Background: I have a resizable window with min and max sizes set via the window's minsize() and maxsize() methods. When a user clicks the maximize button, the window moves to the upper left of the display. This is very confusing to my users so I would like to prevent that behavior.
My research shows several ways to disable a maximize button - but none of these techniques seem to apply to resizable windows?
Prevent a window from resizing via the resizable( False, False ) method.
Remove all the window's controls (and border) via the overrideredirect( True ) method.
Use the mysterious transient(1) method (this raises an exception under Windows).

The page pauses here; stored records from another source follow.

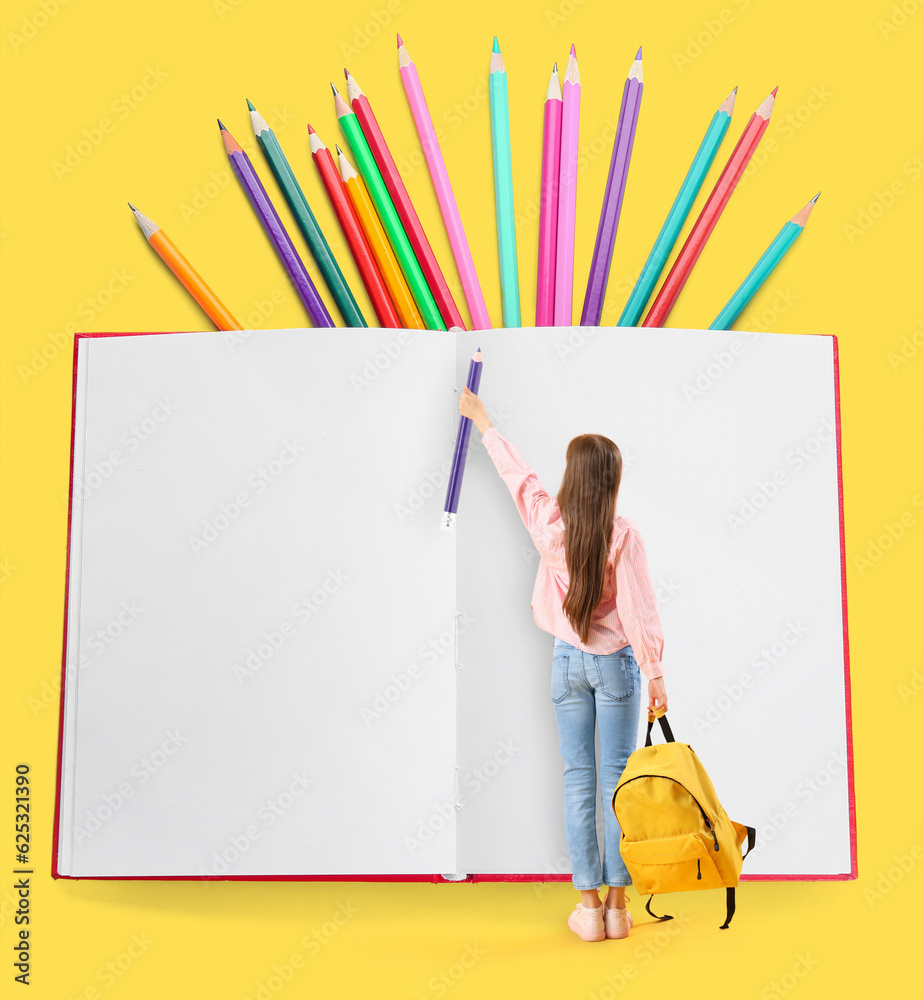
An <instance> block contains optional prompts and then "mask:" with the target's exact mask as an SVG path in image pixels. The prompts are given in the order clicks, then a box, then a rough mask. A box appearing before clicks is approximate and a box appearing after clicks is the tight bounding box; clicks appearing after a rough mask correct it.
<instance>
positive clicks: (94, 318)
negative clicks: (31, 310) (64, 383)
mask: <svg viewBox="0 0 923 1000" xmlns="http://www.w3.org/2000/svg"><path fill="white" fill-rule="evenodd" d="M110 275H111V276H110V277H109V278H107V279H106V281H105V282H104V283H103V285H102V286H101V287H100V288H99V289H98V290H97V291H96V292H94V293H93V294H92V295H88V296H87V297H86V298H85V299H82V300H81V301H80V302H78V303H77V307H76V309H75V310H74V311H75V312H76V314H77V316H78V318H79V319H82V320H84V321H85V322H87V323H89V322H91V321H92V320H93V319H95V318H96V317H97V316H98V315H99V314H100V313H101V312H102V311H103V310H104V309H105V308H106V307H107V306H108V305H110V304H111V303H112V301H113V300H114V299H115V298H116V296H118V295H120V294H121V293H122V292H123V291H125V289H126V288H127V287H128V284H129V282H131V281H134V279H135V276H134V275H133V274H129V273H128V271H127V270H126V269H125V268H124V267H122V268H112V270H111V271H110ZM78 326H79V324H78V323H76V322H74V321H73V320H69V321H68V322H67V323H65V324H64V327H63V328H62V329H61V330H55V331H54V332H53V333H50V334H48V336H47V337H46V338H45V342H44V343H43V344H42V346H41V347H36V348H33V350H32V354H31V356H30V359H29V363H28V364H25V363H20V364H18V365H17V366H16V374H17V375H19V378H20V380H21V381H22V383H23V385H28V384H29V383H30V382H31V381H32V379H34V378H36V377H37V376H38V375H40V374H41V373H42V372H43V371H45V370H46V369H47V368H48V366H49V365H50V364H51V363H52V362H54V361H56V360H57V358H58V356H59V355H60V354H62V353H63V352H64V348H65V347H67V348H68V357H70V354H71V352H72V350H73V345H74V334H75V333H76V332H77V329H78Z"/></svg>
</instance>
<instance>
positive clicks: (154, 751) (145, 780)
mask: <svg viewBox="0 0 923 1000" xmlns="http://www.w3.org/2000/svg"><path fill="white" fill-rule="evenodd" d="M164 736H165V737H166V738H165V739H164V741H163V742H162V743H161V744H160V745H159V746H158V747H156V748H155V749H154V750H153V751H151V753H149V754H148V755H147V756H146V757H142V758H141V760H139V761H138V762H137V763H136V764H134V765H133V766H132V768H131V770H130V771H129V772H128V773H129V776H130V777H131V778H133V779H134V780H133V781H123V782H121V783H120V784H119V786H118V788H116V789H114V790H113V791H111V792H106V793H104V794H103V795H102V797H101V801H100V803H99V804H98V805H97V806H96V807H95V808H93V809H87V811H86V814H85V816H84V819H83V823H82V825H79V826H78V825H76V824H75V825H74V843H75V844H77V845H79V844H82V843H83V842H84V841H85V840H89V839H90V837H92V836H93V835H94V834H96V833H99V831H100V830H101V829H102V828H103V826H104V825H105V824H106V823H108V822H109V820H111V819H112V817H113V816H115V815H117V814H118V813H119V812H120V811H121V810H122V808H123V807H124V806H125V805H126V804H127V803H128V802H130V801H131V800H132V799H133V798H134V797H135V794H136V793H137V791H138V788H139V787H140V786H142V785H146V784H147V782H148V781H150V780H151V778H152V777H153V776H154V775H156V774H157V773H158V772H159V771H160V770H161V768H163V767H164V766H166V765H167V764H168V763H169V761H170V759H171V758H172V757H174V756H175V755H176V754H177V753H179V751H180V750H181V749H182V748H183V747H184V746H185V745H186V743H188V742H189V737H188V736H183V735H182V734H181V733H180V732H178V731H174V730H166V731H165V732H164Z"/></svg>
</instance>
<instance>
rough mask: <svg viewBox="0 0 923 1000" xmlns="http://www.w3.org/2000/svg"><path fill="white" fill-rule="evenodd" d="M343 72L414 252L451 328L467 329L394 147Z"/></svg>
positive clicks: (433, 295) (358, 115) (441, 315)
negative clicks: (408, 192) (436, 259)
mask: <svg viewBox="0 0 923 1000" xmlns="http://www.w3.org/2000/svg"><path fill="white" fill-rule="evenodd" d="M343 72H344V73H345V74H346V92H347V93H348V94H349V99H350V102H351V103H352V109H353V111H354V112H355V113H356V117H357V118H358V119H359V124H360V126H361V127H362V134H363V135H364V136H365V140H366V142H367V143H368V144H369V148H370V149H371V150H372V156H374V157H375V162H376V163H377V164H378V169H379V170H380V171H381V176H382V178H383V180H384V182H385V186H386V187H387V189H388V194H390V195H391V200H392V201H393V202H394V207H395V208H396V209H397V214H398V215H399V216H400V219H401V223H402V224H403V226H404V231H405V232H406V233H407V238H408V239H409V240H410V245H411V246H412V247H413V252H414V253H415V254H416V257H417V261H418V262H419V264H420V268H421V269H422V271H423V275H424V277H425V278H426V283H427V285H429V289H430V291H431V292H432V293H433V298H434V299H435V300H436V306H437V308H438V309H439V315H440V316H441V317H442V321H443V323H445V326H446V329H447V330H448V329H450V328H451V327H453V326H458V327H461V329H462V330H464V329H466V327H465V323H464V320H463V319H462V318H461V313H460V312H459V311H458V306H456V305H455V300H454V299H453V298H452V293H451V292H450V291H449V286H448V285H447V284H446V280H445V277H444V276H443V274H442V270H441V269H440V267H439V262H438V261H437V260H436V255H435V254H434V253H433V248H432V247H431V246H430V245H429V240H428V239H427V238H426V233H425V232H424V231H423V226H422V224H421V223H420V219H419V217H418V216H417V213H416V210H415V209H414V207H413V202H411V200H410V195H409V194H407V188H406V187H404V181H403V180H402V179H401V175H400V173H399V171H398V169H397V166H396V165H395V163H394V158H393V157H392V156H391V150H390V149H388V144H387V143H386V142H385V137H384V136H383V135H382V133H381V129H380V128H379V127H378V122H377V120H376V119H375V115H374V113H373V112H372V106H371V104H369V99H368V98H367V97H366V96H365V94H364V93H363V92H362V89H361V88H360V87H359V84H358V83H356V81H355V80H354V79H353V78H352V77H351V76H350V74H349V70H345V69H344V70H343Z"/></svg>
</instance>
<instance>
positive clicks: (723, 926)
mask: <svg viewBox="0 0 923 1000" xmlns="http://www.w3.org/2000/svg"><path fill="white" fill-rule="evenodd" d="M656 718H658V719H660V728H661V729H662V730H663V735H664V738H665V739H666V740H667V742H666V743H659V744H657V745H656V746H652V745H651V729H652V728H653V725H654V719H655V713H653V712H651V711H648V713H647V741H646V742H645V744H644V746H643V747H641V748H640V749H638V750H635V752H634V753H633V754H632V755H631V756H630V757H629V758H628V763H627V764H626V765H625V770H624V771H623V772H622V777H621V778H620V779H619V783H618V784H617V785H616V787H615V791H614V792H613V794H612V808H613V809H614V810H615V817H616V819H617V820H618V822H619V826H620V827H621V830H622V836H621V841H620V849H621V854H622V860H623V861H624V862H625V867H626V868H627V869H628V872H629V874H630V875H631V879H632V882H633V883H634V884H635V887H636V888H637V889H638V891H639V892H642V893H650V894H651V899H652V898H653V894H654V893H655V892H686V891H689V890H691V889H719V888H722V887H724V888H726V889H727V916H726V918H725V921H724V923H723V924H722V925H721V929H722V930H724V929H725V928H726V927H727V926H728V925H729V924H730V922H731V917H732V916H733V915H734V909H735V906H736V903H735V898H734V896H735V888H736V886H737V883H738V881H739V880H740V867H741V864H742V862H743V859H744V857H746V855H745V854H743V847H742V845H743V842H744V841H745V840H746V841H747V854H749V853H750V851H751V850H753V845H754V844H755V843H756V829H755V828H754V827H752V826H744V825H743V824H741V823H735V822H733V821H732V820H730V819H728V814H727V813H726V812H725V811H724V809H723V807H722V806H721V803H720V802H719V801H718V797H717V795H715V789H714V786H713V785H712V783H711V779H710V778H709V777H708V774H707V773H706V771H705V768H704V767H703V766H702V763H701V761H700V760H699V758H698V757H697V756H696V753H695V751H694V750H693V749H692V747H691V746H689V744H688V743H677V742H676V740H674V739H673V733H672V731H671V729H670V724H669V723H668V722H667V717H666V715H665V714H664V713H663V710H662V709H661V710H660V711H658V712H657V713H656ZM651 899H648V901H647V905H646V906H645V909H646V910H647V912H648V913H650V915H651V916H652V917H657V914H656V913H654V912H653V910H651ZM658 919H659V920H672V919H673V918H672V916H670V915H669V914H665V915H664V916H662V917H658Z"/></svg>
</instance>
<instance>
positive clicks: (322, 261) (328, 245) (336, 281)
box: [247, 101, 368, 327]
mask: <svg viewBox="0 0 923 1000" xmlns="http://www.w3.org/2000/svg"><path fill="white" fill-rule="evenodd" d="M247 107H248V108H249V109H250V123H251V124H252V125H253V133H254V135H255V136H256V141H257V142H258V143H259V145H260V149H262V150H263V155H264V156H265V157H266V161H267V163H268V164H269V169H270V170H271V171H272V173H273V176H274V177H275V179H276V181H277V182H278V184H279V187H280V188H281V189H282V194H283V195H284V196H285V200H286V201H287V202H288V207H289V208H290V209H291V210H292V214H293V215H294V216H295V221H296V222H297V223H298V228H299V229H300V230H301V234H302V236H304V238H305V240H306V242H307V244H308V249H309V250H310V251H311V256H312V257H313V258H314V262H315V263H316V264H317V266H318V267H319V268H320V272H321V275H323V278H324V282H325V284H326V285H327V288H328V289H329V290H330V294H331V295H332V296H333V299H334V301H335V302H336V304H337V309H339V310H340V315H341V316H342V317H343V322H344V323H345V324H346V325H347V326H357V327H361V326H368V323H366V321H365V317H364V316H363V315H362V312H361V310H360V309H359V304H358V303H357V302H356V300H355V298H354V297H353V293H352V292H351V291H350V289H349V285H347V284H346V279H345V278H344V277H343V272H342V271H341V270H340V266H339V264H337V262H336V258H335V257H334V256H333V251H332V250H331V249H330V245H329V244H328V243H327V240H326V239H325V238H324V234H323V233H322V232H321V228H320V226H319V225H318V224H317V219H315V218H314V213H313V212H312V211H311V206H310V205H309V204H308V199H307V198H305V196H304V192H303V191H302V190H301V185H300V184H299V183H298V179H297V178H296V177H295V174H294V172H293V170H292V168H291V166H290V164H289V162H288V159H287V157H286V155H285V153H284V152H283V151H282V147H281V146H280V145H279V140H278V139H277V138H276V134H275V132H273V130H272V129H271V128H270V127H269V126H268V125H267V124H266V121H265V119H264V118H263V116H262V115H261V114H260V113H259V112H258V111H257V110H256V108H255V107H254V106H253V105H252V104H251V103H250V101H247Z"/></svg>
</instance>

Bind the window's event and try to block the maximize (update: Tkinter has already maximized the window by the time our handler detects the maximize event. Returning "break" or using geometry(size|position) to size and re-position a window are both ignored)
I've posted a question on the Python Win32 API mailing list to see if we can use a Windows API call to disable a window's maximize button via the hWnd handle that I believe(?) Tkinter exposes.
Is there a way I can trap the maximize event (BEFORE Tkinter performs it)?
Malcolm
One possibility is to set the window as a tool window but this also comes with side effects; the window will no longer appear in the taskbar and will have a thin title bar. It will still be able to be resized at the edges.
root.attributes("-toolwindow", 1)
More about the root attributes can be found in this guidebook.